Was this a drill or the real thing? In the moment, we never knew. We relied on the teacher to tell us! What would she say? Some kids were frightened, I could see it on their faces.

I tried not to show any fear. My uncles, veterans of WWII, told me always be brave! Do not cry! That’s what a soldier would do. This was my foxhole. We stared at each other, smiles, fear, resignation on faces. Some classmates whispered: “Are we going to die?”

So be it! I would die with my buddies, and with some pretty girls dressed with ribbons and bows in their hair, crouching modestly protecting any stares at their panties from peaking boys who took advantage of the situation.  “Hey, Patti has pink panties! I saw them when she crossed her legs.”  Patti stuck her tongue out at Howard; Howard laughed!

The all-clear siren blared. We had survived the unimaginable. At least for the time. No annihilation!

1950s – 1960s New Wars, Threats, Villains, Words:

Childhood fears of war and nuclear annihilation were compounded when the end of WWII did not bring an end to war. Within years, the Korean War furthered my fears of injury and death.

        “Where the hell is Korea?” New battle fields! New terms and villains:       Communism, China, Russia, Stalin, North and South Korea.  Does it   ever end?

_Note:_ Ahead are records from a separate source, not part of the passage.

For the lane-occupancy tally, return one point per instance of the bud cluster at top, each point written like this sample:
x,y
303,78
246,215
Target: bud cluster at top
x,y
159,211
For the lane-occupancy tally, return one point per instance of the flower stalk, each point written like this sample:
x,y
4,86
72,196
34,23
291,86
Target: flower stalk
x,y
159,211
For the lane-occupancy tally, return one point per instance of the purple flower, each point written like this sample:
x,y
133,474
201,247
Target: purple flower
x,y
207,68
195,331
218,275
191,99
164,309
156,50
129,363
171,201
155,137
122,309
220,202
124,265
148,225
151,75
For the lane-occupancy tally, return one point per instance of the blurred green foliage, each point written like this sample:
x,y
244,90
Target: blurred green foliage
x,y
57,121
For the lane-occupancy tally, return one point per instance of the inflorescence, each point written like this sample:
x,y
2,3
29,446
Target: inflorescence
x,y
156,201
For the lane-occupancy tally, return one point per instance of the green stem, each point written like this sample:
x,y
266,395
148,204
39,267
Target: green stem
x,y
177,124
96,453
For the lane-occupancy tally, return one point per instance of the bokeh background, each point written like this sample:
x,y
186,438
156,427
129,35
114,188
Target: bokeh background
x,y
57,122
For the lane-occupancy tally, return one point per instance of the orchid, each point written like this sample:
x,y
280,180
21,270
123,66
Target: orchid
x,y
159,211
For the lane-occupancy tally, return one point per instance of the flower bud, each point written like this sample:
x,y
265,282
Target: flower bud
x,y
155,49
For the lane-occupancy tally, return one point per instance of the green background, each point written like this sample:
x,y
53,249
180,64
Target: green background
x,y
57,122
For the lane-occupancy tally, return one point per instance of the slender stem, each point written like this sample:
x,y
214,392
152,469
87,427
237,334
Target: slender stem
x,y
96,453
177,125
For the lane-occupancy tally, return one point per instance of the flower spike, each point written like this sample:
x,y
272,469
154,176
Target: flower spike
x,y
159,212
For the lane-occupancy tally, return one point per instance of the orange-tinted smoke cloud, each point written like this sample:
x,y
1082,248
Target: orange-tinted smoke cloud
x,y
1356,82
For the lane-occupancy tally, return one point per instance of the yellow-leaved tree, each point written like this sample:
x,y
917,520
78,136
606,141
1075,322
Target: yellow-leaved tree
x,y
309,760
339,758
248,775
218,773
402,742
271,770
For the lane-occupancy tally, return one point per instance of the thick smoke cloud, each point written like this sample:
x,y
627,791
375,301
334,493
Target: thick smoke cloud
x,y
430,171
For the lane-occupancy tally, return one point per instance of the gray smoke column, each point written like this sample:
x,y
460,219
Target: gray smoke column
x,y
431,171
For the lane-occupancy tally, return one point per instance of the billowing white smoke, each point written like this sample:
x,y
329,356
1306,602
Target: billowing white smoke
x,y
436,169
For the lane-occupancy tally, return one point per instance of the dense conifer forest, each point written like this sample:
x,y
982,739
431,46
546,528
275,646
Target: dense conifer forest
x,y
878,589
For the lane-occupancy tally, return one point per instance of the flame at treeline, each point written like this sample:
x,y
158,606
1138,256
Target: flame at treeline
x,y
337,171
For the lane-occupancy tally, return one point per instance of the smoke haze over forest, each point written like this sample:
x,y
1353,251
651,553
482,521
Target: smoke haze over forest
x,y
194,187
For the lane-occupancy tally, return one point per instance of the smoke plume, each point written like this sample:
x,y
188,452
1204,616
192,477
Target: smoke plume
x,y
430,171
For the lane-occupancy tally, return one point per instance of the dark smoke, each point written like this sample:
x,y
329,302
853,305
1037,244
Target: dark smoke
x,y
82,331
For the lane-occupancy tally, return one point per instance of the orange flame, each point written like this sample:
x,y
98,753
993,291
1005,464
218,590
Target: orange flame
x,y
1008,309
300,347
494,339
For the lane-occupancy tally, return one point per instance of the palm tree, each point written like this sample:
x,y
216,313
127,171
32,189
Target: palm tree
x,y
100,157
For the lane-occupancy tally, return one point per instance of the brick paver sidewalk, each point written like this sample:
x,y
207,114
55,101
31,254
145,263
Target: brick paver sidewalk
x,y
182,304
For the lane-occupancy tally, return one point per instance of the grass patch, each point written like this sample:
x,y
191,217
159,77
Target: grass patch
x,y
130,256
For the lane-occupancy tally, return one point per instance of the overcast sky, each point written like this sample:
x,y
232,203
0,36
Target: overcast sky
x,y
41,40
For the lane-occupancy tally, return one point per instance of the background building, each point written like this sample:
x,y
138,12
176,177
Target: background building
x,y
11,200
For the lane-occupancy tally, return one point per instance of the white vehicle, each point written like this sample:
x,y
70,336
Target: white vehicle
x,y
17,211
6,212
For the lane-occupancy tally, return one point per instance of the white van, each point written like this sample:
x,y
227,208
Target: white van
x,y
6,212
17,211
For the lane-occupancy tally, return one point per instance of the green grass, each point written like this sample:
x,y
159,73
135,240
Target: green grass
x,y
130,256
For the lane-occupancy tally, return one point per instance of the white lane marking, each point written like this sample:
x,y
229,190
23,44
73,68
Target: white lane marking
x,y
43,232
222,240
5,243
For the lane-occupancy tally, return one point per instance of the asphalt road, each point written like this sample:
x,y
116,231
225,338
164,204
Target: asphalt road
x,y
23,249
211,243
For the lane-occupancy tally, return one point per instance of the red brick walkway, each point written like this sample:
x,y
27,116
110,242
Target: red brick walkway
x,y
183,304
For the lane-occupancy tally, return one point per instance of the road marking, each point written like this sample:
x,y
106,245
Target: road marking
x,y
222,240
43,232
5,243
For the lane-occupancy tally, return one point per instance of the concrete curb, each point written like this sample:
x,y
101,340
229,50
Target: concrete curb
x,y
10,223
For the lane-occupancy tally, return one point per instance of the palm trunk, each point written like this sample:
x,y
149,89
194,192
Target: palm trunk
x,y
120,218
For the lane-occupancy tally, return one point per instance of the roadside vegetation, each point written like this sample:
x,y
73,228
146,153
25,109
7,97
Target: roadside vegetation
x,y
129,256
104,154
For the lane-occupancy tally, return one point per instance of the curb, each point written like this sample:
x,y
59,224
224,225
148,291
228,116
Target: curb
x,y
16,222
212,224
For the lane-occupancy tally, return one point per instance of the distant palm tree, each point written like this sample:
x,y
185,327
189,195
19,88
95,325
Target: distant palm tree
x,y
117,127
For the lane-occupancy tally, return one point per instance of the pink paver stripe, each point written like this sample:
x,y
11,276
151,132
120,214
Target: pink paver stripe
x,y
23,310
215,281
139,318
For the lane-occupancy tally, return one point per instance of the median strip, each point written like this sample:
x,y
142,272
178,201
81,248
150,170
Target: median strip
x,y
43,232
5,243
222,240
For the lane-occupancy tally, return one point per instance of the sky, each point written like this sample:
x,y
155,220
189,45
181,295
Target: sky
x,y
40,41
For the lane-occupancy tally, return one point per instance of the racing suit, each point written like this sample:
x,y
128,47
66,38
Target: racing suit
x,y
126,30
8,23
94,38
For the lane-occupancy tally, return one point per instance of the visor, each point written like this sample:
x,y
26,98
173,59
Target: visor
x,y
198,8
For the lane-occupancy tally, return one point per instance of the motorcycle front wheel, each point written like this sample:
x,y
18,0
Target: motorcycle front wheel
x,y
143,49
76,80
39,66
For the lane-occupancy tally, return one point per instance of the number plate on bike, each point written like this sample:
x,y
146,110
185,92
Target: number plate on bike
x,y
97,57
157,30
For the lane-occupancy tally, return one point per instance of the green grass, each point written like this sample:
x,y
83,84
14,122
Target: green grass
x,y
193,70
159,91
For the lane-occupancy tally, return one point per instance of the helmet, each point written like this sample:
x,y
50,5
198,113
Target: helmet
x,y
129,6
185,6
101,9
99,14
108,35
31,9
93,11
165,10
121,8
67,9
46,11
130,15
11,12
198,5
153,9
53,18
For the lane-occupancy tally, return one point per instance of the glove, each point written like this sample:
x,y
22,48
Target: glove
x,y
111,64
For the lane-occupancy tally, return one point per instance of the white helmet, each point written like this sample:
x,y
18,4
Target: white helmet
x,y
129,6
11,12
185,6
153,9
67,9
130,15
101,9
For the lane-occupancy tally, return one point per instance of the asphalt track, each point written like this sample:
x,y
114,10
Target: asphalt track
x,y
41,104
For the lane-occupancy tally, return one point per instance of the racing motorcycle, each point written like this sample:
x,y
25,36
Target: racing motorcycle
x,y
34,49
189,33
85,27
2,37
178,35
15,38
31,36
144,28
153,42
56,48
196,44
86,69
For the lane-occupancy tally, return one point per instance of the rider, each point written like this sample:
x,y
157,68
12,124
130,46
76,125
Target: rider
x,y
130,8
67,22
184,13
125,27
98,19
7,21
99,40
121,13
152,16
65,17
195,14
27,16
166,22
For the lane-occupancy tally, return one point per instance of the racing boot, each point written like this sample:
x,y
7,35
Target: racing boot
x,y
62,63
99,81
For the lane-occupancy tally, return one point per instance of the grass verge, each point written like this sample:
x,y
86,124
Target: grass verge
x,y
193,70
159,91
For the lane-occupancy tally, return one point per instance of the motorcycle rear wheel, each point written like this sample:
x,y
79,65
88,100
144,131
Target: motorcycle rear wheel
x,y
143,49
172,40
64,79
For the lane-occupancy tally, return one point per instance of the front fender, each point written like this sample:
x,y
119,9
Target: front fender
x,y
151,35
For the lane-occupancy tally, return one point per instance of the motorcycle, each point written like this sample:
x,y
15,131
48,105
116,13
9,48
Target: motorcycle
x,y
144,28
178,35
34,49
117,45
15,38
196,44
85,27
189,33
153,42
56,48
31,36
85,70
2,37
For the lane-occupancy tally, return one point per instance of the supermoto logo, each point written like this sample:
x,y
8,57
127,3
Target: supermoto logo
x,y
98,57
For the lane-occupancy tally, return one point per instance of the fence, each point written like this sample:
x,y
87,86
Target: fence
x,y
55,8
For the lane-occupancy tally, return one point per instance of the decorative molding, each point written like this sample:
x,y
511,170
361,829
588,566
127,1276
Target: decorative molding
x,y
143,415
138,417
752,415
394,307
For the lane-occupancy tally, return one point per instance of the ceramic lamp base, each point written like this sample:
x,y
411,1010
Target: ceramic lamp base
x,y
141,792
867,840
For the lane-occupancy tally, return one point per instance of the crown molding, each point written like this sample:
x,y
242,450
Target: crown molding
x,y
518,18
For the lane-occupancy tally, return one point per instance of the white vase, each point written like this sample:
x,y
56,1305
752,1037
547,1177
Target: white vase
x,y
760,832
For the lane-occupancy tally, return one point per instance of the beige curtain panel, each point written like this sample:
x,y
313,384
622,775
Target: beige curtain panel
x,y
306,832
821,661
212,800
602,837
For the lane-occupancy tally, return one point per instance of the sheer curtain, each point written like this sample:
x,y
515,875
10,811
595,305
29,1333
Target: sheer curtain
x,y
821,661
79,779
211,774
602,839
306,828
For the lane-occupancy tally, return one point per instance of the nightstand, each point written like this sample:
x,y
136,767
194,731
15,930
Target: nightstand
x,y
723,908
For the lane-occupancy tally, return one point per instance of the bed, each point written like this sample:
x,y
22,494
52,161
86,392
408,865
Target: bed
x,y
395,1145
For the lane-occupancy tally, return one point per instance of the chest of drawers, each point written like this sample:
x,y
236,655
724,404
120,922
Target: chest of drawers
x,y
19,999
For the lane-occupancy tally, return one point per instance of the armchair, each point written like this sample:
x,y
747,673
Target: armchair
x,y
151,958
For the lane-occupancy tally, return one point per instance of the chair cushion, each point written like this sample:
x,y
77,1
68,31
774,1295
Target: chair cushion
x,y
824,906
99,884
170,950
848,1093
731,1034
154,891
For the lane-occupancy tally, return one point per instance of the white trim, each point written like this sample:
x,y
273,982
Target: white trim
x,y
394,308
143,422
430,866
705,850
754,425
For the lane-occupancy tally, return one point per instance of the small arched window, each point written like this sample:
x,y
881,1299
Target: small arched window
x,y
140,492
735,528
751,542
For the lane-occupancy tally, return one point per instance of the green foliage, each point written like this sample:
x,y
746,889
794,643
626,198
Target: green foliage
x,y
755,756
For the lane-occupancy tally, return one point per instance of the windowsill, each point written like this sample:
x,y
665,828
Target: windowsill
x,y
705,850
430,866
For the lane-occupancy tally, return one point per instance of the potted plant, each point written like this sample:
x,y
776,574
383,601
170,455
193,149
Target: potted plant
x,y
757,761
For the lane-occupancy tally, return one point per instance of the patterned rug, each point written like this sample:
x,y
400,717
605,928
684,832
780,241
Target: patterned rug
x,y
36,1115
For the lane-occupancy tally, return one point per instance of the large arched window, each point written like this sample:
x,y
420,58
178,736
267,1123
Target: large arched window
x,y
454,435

These guys have atom bombs too; some American citizens         gave them the plans. Who did that? The bastards!”

Mid 1940s’ war movies added to my fears. For ten cents, I could sit in the Union Square Theater all day:  Back to Bataan, Wake Island, Guadalcanal Diary, Sands of Iwo Jima.  John Wayne could not protect us! Neither could William Bendix, Lloyd Nolan, Richard Jaeckle, Henry Fonda, Errol Flynn, Randolf Scott, Anthony Quinn.

Screen images were burned in my mind. I watched bayoneting, shooting, flame throwers, bombs, machine guns, and dead bodies. “Jesus, a soldier shoved flame throwers into a cave and pill box filled with people!”  

I recall a dream! A nightmare, returning today, usually prompted by some words or events I see on TV.  My recurring dream:

The Chinese Communist soldiers are running down a hill toward our position, screaming, firing guns. There are endless numbers. We wait for commands to fire. We are afraid, and know we cannot win!  I accept my fate! I         look at my rifle.  It’s my toy rifle, bought for me by my uncle in the 1940s. I have no weapon! I need a real rifle! How can I protect myself or others? I am going to die.  I wake up sweating, breathless,   afraid.